Daily Business Report-Oct. 23, 2014

Graduate student Dustin Richmond in Guatemala with UC San Diego’s Engineers for Exploration program.

 ARCS Foundation Awards $232,500 

In Fellowships for UC San Diego Grad Students

Dustin Richmond, a third year graduate student in computer science and engineering at UC San Diego, builds complex computer hardware systems with the power to process large data sets — such as the data involved with DNA sequencing. In his first year, Richmond worked with technology company Cognex to design an ultra-high-speed image processing pipeline –specifically for active 3D scanners — that could decompress and process 20,000 images per second.

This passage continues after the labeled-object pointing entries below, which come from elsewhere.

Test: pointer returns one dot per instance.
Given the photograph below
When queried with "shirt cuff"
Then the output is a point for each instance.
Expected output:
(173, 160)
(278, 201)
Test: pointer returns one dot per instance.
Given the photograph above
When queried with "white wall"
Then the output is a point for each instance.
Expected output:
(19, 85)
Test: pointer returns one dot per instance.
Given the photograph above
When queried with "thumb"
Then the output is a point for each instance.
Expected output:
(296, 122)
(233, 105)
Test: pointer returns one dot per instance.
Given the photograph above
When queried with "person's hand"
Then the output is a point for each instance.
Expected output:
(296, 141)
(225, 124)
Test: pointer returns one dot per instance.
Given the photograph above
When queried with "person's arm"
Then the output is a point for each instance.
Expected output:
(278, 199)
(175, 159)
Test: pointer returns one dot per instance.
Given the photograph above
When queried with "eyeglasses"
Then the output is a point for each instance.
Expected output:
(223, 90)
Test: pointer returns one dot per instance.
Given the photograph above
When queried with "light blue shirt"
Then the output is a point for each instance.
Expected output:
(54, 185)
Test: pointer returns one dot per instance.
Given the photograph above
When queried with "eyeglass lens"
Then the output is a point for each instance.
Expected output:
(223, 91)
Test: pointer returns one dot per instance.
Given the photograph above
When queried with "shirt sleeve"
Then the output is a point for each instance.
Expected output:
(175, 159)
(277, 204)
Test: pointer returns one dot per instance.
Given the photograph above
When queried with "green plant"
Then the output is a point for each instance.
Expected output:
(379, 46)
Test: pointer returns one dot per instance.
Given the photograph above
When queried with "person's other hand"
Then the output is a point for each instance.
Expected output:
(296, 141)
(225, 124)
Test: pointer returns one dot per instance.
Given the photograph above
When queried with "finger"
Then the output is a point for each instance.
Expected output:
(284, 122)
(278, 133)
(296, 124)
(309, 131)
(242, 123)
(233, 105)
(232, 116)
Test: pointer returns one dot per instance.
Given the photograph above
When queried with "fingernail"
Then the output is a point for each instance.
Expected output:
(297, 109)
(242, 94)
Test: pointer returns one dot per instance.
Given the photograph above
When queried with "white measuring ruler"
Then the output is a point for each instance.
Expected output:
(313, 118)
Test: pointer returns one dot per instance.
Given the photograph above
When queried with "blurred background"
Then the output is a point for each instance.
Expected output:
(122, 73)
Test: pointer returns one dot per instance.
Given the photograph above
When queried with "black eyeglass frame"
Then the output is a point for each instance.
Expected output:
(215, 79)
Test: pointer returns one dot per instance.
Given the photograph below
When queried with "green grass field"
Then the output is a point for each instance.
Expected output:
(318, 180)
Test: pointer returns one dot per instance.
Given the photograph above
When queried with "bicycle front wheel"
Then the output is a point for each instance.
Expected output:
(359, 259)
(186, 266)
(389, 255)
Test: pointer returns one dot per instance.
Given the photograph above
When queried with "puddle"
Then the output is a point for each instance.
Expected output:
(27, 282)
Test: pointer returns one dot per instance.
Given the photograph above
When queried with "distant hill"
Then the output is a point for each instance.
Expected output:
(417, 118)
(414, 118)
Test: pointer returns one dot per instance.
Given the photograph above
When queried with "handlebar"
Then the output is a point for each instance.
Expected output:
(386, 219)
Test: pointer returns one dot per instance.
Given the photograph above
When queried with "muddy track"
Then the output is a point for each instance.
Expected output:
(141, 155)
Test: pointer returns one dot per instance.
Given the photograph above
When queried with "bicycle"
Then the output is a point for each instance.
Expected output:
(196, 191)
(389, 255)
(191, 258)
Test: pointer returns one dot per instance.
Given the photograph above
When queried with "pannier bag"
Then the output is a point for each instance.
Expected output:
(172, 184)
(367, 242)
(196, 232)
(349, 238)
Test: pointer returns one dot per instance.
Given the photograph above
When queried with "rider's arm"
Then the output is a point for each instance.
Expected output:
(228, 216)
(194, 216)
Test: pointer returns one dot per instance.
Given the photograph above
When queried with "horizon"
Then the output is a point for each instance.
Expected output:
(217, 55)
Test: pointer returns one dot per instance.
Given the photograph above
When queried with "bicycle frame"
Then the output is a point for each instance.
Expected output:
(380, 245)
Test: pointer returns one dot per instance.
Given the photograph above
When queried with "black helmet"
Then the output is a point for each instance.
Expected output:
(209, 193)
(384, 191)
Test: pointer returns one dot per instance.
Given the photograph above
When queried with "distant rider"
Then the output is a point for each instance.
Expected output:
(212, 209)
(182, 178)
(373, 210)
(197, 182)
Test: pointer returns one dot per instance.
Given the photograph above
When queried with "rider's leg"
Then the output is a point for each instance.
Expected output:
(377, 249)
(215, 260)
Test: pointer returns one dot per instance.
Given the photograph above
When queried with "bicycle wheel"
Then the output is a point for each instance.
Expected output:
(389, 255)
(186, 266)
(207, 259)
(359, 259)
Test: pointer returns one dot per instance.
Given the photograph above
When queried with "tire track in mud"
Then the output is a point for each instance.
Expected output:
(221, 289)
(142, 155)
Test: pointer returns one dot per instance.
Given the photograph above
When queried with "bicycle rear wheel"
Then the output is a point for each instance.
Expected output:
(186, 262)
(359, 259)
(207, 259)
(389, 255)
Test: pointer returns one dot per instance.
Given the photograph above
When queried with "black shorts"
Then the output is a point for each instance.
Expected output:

“I like the applications side of my work because I get to help people, and learn new fields,” said Richmond. “I help them access the computational power that enables fellow researchers to work with really large data sets.”

Richmond is one of 31 UC San Diego graduate students who have been awarded a fellowship from the San Diego chapter of ARCS Foundation Inc. for the 2014-2015 academic year. Members of the San Diego chapter presented the award check, totaling $232,500, to Chancellor Pradeep K. Khosla on Oct. 13 at the Ida and Cecil Green Faculty Club at UC San Diego.

A national nonprofit led entirely by women, ARCS Foundation supports the growth of scholarship in science, engineering and medical research. Since 1987, the local chapter has given more than $4 million in unrestricted funds to UC San Diego, which students may use to further their research, cover travel expenses or meet other financial obligations.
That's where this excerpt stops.